• 2025-08-05 07:10 PM

KUALA LUMPUR: Malaysia is setting its sights on becoming a halal pharmaceutical and healthcare hub for Asean, leveraging partnerships with India’s booming pharma sector as industry leaders prepare for the Second Malaysia Pharma and Healthcare Expo (MPHC 2025) in October.

The expo, to be held at the World Trade Centre Kuala Lumpur from Oct 7 to 9, is expected to attract over 100 companies, up from 70 last year, alongside policymakers, researchers and investors across Asean, India, Australia and South Korea. Organisers say the event will spotlight innovations in halal-certified drugs, active pharmaceutical ingredients (APIs), biotech, regenerative medicine, telehealth and AI-driven diagnostics.

Malaysia-India Business Council general secretary Datuk Surendran Menon said trade between Malaysia and India stood at US$20 billion (RM84.6 billion) in 2024, but pharmaceuticals made up just US$96–$104 million of that figure, a sign of significant untapped potential.

“India is known as the pharma of the world, while Malaysia offers halal regulation expertise and a strategic Asean position.There’s strong potential in contract manufacturing, technology transfer and joint R&D, especially in halal pharmaceuticals and vaccines,” Surendran told reporters at a media briefing today.
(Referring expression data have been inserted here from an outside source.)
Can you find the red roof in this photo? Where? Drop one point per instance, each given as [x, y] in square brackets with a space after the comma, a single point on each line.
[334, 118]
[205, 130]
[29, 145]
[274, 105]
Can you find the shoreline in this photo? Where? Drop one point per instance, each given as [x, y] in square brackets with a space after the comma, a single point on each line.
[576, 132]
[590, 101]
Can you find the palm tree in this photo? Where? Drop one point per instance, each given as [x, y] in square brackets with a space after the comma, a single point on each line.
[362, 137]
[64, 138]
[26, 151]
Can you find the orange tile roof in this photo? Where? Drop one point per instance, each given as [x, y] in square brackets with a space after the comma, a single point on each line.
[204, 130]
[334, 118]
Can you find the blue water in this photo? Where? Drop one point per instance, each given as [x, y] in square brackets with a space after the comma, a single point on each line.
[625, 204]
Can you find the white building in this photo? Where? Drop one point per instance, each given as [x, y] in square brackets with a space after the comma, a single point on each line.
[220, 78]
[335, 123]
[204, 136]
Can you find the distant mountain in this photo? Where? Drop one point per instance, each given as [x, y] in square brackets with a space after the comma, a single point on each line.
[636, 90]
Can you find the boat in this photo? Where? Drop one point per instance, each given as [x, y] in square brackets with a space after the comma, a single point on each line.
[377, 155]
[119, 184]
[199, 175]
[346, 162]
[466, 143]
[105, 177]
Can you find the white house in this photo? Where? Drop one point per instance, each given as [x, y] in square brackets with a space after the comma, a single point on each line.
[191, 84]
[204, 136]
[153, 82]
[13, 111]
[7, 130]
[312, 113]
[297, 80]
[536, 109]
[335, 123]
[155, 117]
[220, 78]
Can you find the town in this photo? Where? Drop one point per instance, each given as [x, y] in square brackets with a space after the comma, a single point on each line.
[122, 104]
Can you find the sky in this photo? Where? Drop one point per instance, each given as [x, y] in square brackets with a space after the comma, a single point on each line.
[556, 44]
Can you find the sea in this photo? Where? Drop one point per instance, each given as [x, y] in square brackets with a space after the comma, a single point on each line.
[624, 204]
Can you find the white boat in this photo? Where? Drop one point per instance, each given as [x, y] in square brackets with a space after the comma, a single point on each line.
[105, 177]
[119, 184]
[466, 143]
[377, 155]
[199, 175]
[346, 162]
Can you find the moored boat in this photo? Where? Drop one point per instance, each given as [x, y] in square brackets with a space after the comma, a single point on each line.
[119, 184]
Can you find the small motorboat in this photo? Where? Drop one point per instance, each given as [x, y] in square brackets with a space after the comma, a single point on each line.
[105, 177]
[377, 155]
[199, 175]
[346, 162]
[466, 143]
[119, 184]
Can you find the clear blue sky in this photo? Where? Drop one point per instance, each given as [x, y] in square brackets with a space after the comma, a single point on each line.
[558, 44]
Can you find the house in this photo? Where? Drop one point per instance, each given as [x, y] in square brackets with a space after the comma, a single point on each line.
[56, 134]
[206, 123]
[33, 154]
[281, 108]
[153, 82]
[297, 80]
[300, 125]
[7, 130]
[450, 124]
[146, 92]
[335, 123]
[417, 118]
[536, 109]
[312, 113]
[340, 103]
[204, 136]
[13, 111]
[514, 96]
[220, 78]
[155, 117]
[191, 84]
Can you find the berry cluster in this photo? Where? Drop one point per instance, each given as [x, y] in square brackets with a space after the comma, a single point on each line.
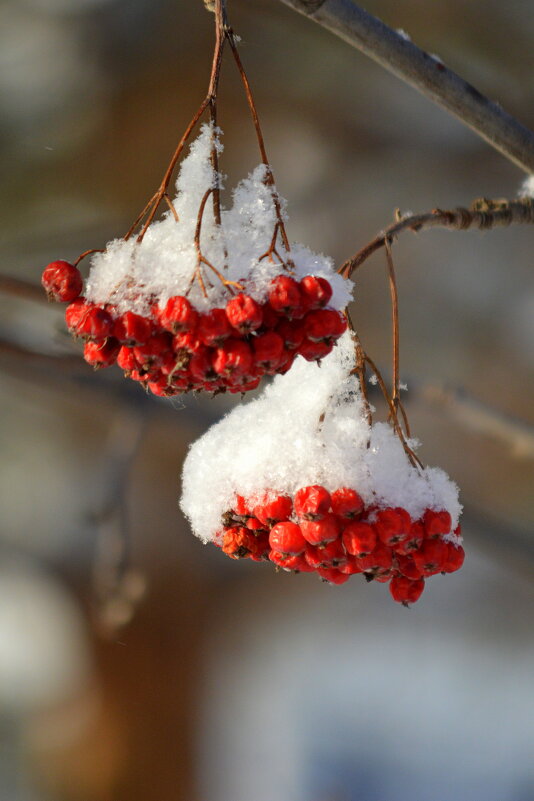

He said Malaysia imports over 70% of its pharmaceutical products, and the government’s national pharmaceutical policy is pushing for greater domestic production, a move that could entice Indian firms seeking to expand into Asean markets.
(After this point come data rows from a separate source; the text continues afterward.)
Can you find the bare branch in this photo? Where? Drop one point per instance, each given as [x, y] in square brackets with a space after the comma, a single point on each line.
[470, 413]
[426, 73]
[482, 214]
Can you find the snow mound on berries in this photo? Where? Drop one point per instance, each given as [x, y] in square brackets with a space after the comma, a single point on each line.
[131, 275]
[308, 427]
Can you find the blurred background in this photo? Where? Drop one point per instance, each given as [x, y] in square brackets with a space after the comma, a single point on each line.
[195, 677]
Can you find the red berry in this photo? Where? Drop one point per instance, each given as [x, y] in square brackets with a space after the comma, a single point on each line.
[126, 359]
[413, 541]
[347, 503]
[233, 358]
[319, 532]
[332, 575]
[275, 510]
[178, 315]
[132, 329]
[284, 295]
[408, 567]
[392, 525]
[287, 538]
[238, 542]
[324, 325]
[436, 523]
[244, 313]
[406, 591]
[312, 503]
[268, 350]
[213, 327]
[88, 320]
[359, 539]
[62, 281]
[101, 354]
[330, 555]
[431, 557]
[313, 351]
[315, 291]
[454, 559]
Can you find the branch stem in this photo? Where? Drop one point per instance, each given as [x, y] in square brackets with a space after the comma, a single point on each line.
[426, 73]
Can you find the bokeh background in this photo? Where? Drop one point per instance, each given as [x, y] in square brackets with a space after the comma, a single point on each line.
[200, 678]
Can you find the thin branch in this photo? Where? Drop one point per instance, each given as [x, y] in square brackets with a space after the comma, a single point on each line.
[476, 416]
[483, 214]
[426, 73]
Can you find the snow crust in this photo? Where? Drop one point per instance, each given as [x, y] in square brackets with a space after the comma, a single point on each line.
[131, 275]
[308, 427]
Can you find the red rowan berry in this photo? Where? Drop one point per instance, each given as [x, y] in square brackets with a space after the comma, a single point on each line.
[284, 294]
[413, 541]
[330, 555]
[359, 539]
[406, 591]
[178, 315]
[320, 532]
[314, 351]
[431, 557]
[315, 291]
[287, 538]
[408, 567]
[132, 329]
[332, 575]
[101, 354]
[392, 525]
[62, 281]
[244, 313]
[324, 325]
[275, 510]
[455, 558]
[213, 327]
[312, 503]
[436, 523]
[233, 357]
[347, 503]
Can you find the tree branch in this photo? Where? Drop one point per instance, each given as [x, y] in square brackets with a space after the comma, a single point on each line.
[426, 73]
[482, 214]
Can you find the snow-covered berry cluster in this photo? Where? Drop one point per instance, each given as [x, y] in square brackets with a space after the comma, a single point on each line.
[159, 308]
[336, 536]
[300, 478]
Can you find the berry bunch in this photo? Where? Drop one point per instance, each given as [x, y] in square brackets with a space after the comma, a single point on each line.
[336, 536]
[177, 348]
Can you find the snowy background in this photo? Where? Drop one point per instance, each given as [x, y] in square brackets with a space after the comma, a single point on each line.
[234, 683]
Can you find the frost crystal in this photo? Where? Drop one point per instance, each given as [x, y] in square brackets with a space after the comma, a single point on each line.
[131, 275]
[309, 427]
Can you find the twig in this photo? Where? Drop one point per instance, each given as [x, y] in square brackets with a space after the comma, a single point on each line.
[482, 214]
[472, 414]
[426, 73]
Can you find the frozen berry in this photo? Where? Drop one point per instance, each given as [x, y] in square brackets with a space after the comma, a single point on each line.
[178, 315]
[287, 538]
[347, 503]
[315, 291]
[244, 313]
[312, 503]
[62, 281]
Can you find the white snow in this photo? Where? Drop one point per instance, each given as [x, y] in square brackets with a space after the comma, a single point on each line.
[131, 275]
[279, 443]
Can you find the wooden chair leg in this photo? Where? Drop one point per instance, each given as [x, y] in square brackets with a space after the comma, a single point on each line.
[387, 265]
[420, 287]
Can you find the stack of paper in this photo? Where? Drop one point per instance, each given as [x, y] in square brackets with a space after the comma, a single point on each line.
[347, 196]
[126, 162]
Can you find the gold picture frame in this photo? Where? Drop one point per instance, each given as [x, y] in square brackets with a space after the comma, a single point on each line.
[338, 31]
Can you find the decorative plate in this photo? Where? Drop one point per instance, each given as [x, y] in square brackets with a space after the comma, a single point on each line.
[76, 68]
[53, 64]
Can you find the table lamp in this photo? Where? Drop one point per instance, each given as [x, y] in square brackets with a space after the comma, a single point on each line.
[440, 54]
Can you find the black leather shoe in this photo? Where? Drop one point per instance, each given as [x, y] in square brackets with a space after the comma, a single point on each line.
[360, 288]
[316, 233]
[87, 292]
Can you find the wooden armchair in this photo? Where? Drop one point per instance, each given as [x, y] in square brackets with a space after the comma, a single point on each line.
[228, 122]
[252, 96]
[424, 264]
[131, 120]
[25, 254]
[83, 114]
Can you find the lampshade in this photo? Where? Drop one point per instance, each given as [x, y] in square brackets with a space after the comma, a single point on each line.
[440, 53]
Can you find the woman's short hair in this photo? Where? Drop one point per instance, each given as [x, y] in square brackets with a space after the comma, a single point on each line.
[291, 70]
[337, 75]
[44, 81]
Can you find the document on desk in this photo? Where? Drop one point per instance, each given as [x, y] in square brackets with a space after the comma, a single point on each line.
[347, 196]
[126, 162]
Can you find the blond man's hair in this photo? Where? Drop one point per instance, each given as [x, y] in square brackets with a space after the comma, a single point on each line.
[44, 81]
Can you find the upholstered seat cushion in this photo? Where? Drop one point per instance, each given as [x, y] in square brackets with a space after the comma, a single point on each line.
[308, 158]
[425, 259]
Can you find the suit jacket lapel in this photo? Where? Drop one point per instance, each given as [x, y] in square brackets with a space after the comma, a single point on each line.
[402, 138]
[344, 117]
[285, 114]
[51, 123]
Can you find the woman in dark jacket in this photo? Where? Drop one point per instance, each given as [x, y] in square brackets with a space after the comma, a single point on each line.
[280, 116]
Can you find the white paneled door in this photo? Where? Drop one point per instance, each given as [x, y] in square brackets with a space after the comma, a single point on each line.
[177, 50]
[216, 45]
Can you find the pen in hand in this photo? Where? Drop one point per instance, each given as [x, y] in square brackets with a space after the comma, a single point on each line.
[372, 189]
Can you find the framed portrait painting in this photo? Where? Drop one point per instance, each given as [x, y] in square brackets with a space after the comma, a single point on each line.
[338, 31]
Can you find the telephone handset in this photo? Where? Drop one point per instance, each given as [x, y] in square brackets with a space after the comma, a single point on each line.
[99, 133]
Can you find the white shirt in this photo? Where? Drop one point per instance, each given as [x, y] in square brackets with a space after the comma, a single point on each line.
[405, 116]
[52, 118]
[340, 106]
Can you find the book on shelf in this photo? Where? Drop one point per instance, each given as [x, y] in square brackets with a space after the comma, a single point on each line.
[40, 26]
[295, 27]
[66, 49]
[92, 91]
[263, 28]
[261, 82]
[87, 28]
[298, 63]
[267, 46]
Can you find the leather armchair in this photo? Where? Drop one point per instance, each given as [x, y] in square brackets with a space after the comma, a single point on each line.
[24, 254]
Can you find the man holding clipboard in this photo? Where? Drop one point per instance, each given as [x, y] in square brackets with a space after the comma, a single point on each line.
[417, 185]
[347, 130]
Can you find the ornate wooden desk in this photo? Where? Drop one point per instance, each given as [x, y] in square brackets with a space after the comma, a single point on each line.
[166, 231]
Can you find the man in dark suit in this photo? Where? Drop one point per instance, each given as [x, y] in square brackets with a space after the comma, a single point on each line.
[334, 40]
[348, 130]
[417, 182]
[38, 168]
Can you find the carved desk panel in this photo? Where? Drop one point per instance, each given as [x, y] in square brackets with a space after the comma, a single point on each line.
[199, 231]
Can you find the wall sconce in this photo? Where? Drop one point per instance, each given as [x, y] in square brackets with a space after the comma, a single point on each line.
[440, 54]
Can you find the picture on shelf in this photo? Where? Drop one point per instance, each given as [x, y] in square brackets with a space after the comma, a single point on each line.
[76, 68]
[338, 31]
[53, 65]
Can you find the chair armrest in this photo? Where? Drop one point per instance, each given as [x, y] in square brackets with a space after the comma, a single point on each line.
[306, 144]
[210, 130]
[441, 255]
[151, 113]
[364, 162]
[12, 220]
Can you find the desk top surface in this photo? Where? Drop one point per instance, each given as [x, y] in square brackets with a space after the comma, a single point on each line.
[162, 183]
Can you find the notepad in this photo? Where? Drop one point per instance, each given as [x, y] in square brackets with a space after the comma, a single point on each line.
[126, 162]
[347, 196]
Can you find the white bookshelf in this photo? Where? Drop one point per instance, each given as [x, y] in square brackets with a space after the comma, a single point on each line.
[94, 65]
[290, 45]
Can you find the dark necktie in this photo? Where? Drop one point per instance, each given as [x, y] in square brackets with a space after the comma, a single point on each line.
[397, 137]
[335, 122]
He also pointed to India’s own 200 million-strong Muslim population as an untapped market for halal pharma products manufactured in Malaysia.

“Even if we tap just 50 million of that halal market in India, it’s far larger than our domestic market here. Halal-certified medicines made in Malaysia could be exported not just across Asean but also back into India itself,” he said.
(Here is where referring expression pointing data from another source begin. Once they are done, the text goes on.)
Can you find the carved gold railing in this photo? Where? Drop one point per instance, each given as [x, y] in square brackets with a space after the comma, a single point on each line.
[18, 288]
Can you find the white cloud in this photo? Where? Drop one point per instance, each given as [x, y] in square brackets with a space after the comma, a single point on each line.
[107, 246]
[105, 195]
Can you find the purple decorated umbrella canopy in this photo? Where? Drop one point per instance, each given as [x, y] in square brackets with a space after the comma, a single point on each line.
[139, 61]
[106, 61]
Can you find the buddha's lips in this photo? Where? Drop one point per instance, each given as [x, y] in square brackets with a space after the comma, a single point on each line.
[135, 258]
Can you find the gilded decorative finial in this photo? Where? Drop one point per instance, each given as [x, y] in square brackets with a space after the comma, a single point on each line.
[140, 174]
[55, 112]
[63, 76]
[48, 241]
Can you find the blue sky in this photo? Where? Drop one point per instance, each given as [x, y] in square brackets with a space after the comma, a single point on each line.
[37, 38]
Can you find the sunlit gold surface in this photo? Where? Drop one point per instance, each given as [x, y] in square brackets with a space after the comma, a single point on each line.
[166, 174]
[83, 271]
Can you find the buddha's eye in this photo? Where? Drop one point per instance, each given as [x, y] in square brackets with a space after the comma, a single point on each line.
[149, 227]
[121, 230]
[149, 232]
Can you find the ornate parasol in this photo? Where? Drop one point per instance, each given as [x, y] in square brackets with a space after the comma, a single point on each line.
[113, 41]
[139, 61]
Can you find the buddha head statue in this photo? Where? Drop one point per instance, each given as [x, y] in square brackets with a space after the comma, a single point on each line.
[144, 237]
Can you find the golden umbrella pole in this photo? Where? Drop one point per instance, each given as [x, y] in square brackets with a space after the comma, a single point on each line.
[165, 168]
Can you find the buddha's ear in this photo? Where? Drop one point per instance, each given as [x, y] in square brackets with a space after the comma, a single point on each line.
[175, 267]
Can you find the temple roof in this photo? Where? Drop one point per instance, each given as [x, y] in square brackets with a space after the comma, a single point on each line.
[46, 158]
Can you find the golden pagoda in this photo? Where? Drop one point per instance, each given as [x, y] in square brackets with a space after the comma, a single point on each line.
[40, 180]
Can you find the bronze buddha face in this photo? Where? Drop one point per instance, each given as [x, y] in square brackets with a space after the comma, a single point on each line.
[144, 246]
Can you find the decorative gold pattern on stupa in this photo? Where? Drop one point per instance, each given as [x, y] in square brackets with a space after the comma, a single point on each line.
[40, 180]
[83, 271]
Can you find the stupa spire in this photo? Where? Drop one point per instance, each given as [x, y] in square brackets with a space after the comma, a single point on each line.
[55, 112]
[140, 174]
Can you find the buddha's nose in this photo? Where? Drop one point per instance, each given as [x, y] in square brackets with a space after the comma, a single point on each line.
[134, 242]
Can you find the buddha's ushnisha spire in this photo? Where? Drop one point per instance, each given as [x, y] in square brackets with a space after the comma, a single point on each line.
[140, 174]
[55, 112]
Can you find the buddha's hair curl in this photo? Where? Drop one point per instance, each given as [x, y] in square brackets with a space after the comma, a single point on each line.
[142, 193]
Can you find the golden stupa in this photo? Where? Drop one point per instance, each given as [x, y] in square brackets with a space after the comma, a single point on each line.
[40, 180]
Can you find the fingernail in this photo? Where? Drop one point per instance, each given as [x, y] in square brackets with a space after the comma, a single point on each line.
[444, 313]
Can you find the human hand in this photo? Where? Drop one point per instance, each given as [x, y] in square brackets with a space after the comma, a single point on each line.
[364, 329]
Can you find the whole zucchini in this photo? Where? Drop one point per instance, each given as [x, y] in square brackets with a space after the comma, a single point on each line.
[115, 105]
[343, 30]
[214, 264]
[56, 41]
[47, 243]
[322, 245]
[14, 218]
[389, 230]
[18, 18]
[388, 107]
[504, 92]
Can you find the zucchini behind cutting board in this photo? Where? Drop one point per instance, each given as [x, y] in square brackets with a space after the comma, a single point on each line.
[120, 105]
This strategy, he added, would allow two-way investment flows, Indian companies bringing R&D and cost efficiencies to Malaysia, while Malaysian firms could set up manufacturing or joint ventures in India.

Asean-India Economic Council chairman Datuk Ramesh Kodammal said Malaysia stands to benefit from India’s US$50 billion pharmaceutical export industry, particularly as Asean and India review their free trade agreement, which has been in place for 11 years.

“If we work closely with India, we will have a lot of benefit,” he said, adding Malaysia has a great advantage of re-exporting with these Indian companies for the Asean market a huge market of 700 million people.

Ramesh confirmed 40 Indian companies are slated to participate in MPHC 2025, alongside Asean, Australian and South Korean firms.